TIME: 1:30-2:20 pm,  January 23, 2007


SPEAKER: Amit Chakrabarti
         Dartmouth College

TITLE: Estimating Entropy (and its Friends) on Data Streams

Statistical analysis of large streams of data is an increasingly
important problem in the modern heavily networked world. Over the last
couple of years, a number of researchers have worked on estimating
information-theoretic measures on data streams, motivated by
applications in computer networks and databases.  One particularly
important information-theoretic measure is the empirical entropy of a
data stream. A number of recent research efforts had yielded sub-linear
space algorithms to approximate this quantity.

In this talk, we describe a new algorithm to estimate the empirical
entropy of a stream of $m$ items, read in a single pass, within a
$1\pm\epsilon$ approximation factor, using $O(\eps^{-2} \log m)$ words
of storage space.
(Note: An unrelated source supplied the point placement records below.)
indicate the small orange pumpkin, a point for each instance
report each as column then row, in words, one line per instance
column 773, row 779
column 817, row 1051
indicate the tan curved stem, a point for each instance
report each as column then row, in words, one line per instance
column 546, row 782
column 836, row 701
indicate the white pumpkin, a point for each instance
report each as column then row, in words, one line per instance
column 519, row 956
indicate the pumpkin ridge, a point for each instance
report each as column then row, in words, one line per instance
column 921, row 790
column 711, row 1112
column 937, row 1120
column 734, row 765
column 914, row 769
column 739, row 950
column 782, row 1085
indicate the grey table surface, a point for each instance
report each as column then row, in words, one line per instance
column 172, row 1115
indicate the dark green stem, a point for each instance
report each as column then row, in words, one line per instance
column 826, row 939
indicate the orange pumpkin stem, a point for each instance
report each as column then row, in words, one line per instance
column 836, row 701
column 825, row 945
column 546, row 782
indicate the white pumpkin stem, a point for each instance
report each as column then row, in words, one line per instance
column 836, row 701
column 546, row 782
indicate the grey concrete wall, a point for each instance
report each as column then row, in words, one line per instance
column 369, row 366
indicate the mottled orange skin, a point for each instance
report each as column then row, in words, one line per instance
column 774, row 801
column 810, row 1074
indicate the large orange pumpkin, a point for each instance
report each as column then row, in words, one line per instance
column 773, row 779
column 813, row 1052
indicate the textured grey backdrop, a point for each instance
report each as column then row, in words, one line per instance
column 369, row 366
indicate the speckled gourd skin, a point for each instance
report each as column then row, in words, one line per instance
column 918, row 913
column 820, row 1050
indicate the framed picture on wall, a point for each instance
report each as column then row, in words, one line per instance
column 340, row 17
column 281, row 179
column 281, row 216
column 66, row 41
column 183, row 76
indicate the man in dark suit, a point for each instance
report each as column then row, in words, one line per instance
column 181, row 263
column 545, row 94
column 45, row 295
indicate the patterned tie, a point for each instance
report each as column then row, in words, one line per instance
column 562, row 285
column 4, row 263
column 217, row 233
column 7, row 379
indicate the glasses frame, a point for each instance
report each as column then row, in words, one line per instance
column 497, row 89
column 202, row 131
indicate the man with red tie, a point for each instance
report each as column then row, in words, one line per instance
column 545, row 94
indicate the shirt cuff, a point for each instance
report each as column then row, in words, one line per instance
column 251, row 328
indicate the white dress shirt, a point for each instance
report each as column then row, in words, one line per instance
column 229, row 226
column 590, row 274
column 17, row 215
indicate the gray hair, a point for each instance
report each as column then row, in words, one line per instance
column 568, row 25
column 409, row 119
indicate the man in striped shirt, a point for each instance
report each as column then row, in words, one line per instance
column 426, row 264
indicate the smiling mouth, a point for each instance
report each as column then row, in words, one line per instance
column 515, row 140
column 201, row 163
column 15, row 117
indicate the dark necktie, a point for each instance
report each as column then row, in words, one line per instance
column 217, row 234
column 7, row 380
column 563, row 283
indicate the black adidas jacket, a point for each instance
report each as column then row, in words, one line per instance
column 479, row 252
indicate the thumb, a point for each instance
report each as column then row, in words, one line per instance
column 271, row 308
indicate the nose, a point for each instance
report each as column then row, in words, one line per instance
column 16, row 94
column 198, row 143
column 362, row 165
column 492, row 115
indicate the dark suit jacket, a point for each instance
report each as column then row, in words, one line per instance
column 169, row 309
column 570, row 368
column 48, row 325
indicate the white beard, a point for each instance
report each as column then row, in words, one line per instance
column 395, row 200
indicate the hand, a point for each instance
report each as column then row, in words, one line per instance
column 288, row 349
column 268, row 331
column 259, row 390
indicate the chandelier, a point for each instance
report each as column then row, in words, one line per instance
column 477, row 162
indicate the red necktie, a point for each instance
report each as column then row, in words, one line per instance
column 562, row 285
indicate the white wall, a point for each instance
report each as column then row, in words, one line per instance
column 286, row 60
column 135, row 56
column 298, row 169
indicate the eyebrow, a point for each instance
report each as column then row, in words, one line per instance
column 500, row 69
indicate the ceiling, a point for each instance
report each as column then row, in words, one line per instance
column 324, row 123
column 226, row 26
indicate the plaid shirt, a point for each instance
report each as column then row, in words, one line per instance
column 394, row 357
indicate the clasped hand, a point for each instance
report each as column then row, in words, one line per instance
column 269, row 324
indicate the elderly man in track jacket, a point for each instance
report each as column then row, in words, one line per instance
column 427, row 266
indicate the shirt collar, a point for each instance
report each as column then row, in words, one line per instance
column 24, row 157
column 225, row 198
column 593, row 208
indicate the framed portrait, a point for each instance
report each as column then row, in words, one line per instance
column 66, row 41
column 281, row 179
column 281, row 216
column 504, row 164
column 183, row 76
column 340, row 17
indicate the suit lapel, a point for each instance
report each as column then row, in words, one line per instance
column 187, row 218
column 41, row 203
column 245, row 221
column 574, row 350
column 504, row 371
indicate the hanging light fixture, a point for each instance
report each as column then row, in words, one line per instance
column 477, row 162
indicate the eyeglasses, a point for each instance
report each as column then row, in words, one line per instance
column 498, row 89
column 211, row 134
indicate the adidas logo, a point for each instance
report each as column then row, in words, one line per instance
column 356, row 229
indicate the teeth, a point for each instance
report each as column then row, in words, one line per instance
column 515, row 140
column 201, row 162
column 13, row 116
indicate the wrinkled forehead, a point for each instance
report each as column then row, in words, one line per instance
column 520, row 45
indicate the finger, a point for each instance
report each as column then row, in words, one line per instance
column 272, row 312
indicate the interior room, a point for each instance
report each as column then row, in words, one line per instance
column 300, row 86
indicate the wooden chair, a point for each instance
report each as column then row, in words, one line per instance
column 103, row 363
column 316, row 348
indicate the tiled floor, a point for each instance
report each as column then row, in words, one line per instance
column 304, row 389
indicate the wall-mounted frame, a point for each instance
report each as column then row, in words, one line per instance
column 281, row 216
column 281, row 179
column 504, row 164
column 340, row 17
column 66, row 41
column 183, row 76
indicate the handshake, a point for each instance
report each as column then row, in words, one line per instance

This improves upon all earlier algorithms for the
problem. It is also considerably simpler than the only previously known
algorithm with $polylog(m)$ space complexity.  We also prove the first
nontrivial lower bound, namely $\Omega(\eps^{-2} / \log(\eps^{-1}))$,
for this problem, proving that our algorithm is near-optimal in terms of
its dependency on $\eps$.  In addition, we prove upper and lower bounds
for approximating related stream statistics such as the entropy norm and
$k$th order entropy.

One key algorithmic technique in our work is a novel extension to a
widely-used method originating with Alon, Matias, and Szegedy (1996).
This technique might be of independent interest.

This is joint work with Graham Cormode and Andrew McGregor.